Stakeholder Priorities in the COVID-19 Era
Health care leaders are making financial and operational changes to ensure sustainability during the COVID Era.
Read below to learn what your program's stakeholders may be worried about - and how palliative care can help to solve the problems of the moment. Or, download this information in a grid to review with your team.
What are your stakeholders thinking about now?
Ensuring preparedness for emergencies
Palliative care contributes value by:
- Ensuring organizational readiness for patient/family communications, and for effective symptom management (via direct clinical services and by providing education and clinical tools to colleagues, such as goals of care conversation scripts)
- Health systems, hospitals, and specialty practices benefit
- Ensuring that care plans are in place for high-risk/high-need patients, and that their needs are proactively addressed (to avoid crises and minimize avoidable contact with health care system)

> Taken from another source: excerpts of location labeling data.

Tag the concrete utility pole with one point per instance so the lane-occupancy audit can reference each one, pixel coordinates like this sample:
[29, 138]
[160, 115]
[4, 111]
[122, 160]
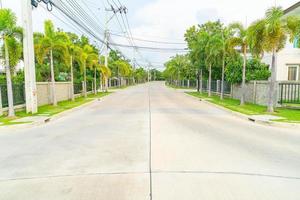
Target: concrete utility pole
[106, 35]
[29, 63]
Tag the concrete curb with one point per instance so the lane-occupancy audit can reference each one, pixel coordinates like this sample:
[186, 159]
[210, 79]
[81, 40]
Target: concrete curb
[248, 117]
[51, 118]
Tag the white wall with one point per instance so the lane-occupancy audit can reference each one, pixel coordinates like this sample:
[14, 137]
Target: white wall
[288, 56]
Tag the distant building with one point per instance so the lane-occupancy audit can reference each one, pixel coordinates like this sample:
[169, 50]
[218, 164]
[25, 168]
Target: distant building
[288, 60]
[19, 67]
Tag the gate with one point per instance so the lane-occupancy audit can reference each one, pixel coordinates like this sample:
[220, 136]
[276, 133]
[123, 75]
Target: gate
[289, 93]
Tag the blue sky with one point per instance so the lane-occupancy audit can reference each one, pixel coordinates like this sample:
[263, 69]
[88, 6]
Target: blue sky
[164, 20]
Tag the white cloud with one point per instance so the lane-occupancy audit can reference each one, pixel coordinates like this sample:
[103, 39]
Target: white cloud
[169, 19]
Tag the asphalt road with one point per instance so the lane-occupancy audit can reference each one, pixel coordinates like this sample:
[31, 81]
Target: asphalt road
[145, 140]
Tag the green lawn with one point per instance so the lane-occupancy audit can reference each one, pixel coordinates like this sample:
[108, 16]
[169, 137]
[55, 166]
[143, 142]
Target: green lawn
[290, 115]
[50, 110]
[178, 87]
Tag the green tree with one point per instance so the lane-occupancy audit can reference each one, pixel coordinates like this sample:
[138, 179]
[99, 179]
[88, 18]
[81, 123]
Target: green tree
[86, 58]
[214, 50]
[270, 35]
[12, 36]
[46, 45]
[240, 39]
[256, 70]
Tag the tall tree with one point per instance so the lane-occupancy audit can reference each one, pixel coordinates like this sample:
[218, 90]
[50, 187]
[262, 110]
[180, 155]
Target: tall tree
[270, 35]
[46, 45]
[86, 58]
[11, 35]
[214, 50]
[240, 39]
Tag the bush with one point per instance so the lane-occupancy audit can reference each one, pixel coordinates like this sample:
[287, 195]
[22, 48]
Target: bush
[255, 70]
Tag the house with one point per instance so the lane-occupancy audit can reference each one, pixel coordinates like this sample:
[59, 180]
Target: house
[288, 60]
[19, 67]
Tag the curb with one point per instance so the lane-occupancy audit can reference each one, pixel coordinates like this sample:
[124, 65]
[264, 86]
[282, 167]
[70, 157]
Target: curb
[51, 118]
[247, 117]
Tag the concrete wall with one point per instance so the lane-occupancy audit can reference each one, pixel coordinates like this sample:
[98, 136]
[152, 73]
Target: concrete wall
[63, 92]
[257, 92]
[288, 56]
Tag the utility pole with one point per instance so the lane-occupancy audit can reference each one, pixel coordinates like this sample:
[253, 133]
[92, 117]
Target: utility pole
[29, 63]
[106, 34]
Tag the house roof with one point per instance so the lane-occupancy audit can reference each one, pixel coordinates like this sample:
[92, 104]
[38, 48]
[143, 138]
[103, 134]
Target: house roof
[293, 9]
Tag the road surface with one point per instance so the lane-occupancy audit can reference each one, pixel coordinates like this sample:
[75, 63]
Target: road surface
[150, 142]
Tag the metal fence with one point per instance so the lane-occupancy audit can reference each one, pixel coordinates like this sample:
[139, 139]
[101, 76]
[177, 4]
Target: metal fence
[18, 94]
[289, 93]
[215, 85]
[89, 86]
[78, 88]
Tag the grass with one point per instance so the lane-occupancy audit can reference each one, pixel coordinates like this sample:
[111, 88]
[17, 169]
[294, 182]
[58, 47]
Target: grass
[178, 87]
[289, 115]
[50, 110]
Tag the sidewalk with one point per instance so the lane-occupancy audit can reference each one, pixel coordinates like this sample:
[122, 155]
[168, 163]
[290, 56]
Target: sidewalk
[259, 119]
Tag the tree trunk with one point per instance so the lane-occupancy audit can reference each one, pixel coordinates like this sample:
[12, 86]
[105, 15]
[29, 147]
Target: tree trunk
[201, 81]
[11, 111]
[198, 81]
[101, 81]
[244, 77]
[209, 81]
[72, 80]
[272, 92]
[95, 81]
[53, 91]
[106, 83]
[223, 77]
[85, 85]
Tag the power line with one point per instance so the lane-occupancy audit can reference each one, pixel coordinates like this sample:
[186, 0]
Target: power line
[151, 41]
[150, 48]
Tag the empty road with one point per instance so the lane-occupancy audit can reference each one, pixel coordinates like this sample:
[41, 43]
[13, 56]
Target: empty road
[150, 142]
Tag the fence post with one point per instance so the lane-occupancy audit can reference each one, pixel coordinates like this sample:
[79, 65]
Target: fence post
[218, 87]
[254, 91]
[83, 87]
[1, 110]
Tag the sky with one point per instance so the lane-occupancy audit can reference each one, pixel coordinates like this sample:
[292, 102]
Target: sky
[159, 20]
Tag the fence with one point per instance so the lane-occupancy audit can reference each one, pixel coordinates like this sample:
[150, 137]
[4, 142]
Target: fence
[216, 85]
[78, 88]
[289, 93]
[18, 94]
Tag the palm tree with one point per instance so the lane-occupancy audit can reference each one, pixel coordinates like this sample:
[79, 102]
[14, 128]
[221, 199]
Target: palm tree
[240, 39]
[213, 50]
[11, 35]
[73, 51]
[52, 41]
[275, 41]
[123, 69]
[226, 51]
[86, 57]
[105, 73]
[269, 35]
[293, 28]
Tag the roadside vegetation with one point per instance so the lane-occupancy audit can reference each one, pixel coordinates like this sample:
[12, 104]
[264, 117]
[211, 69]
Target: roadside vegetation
[288, 115]
[60, 57]
[51, 110]
[219, 52]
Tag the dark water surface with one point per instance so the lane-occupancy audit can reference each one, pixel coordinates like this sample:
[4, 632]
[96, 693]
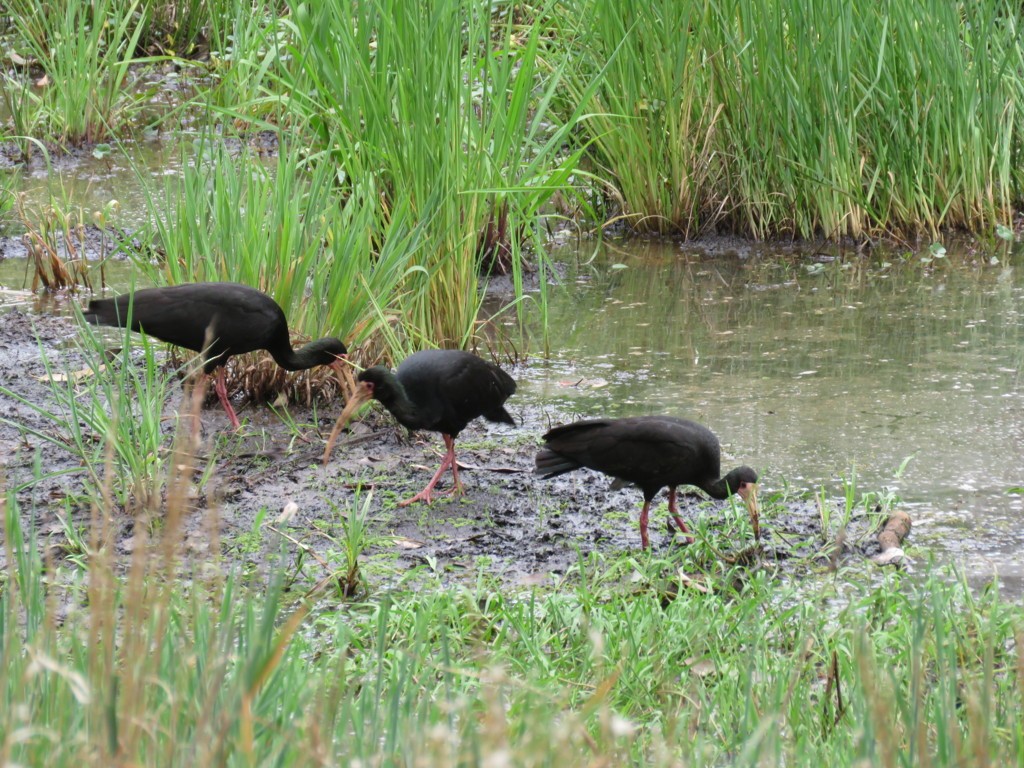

- Health plans, long-term care organizations, and at-risk provider organizations benefit
- Ensuring Emergency Department through-put
- Health systems and hospitals benefit
Ensuring operational fiscal soundness
Palliative care contributes value by:
- Ensuring optimal use and through-put of intensive care, enabling continued critical care admissions and managing expenses
- Impacting direct costs per admission, including reducing length-of-stay for complex patients. Savings can be roughly $3,000 per admission (compared to a palliative care team cost of less than $1,000 per admission).
- Expediting appropriate admission to hospice (important for hospitals), and improving hospice length-of-stay (important for hospices and health plans)
- Demonstrating good stewardship of resources through staff productivity and appropriate billing practices
- Potentially reducing malpractice claims by improving patient, family, and care team shared decision-making
Regaining surgical volume
Palliative care contributes value by:
- Improving surgical team productivity by handling difficult conversations
- Improving surgical team job satisfaction
- Improving patient and family satisfaction
Improving Emergency Department through-put
Palliative care contributes value by:
- Improving Emergency Department staff productivity (palliative care can expedite decision-making by handling difficult conversations, and assist in triaging patients to the right bed type or setting)
- Improving ED team job satisfaction
- Improving patient and family satisfaction
Maintaining workforce resiliency and productivity
Palliative care contributes value by:
- Bolstering clinicians through skilled emotional support
- Reducing moral distress and confusion by clarifying and aligning patient and family goals
Palliative care can contribute to clinician well-being (important for organizations concerned about clinician burnout and associated turnover).
Reducing avoidable utilization among selected populations
Palliative care contributes value by:
- Reducing re-admissions by clarifying care plans, addressing symptom distress and/or responding to crises
- Reducing avoidable ED visits and hospitalization through same approach
For health plans, hospitals with a high uninsured and/or Medicaid payer mix, and organizations with significant risk contracts, reducing avoidable utilization is of high importance - and a key value proposition for palliative care teams.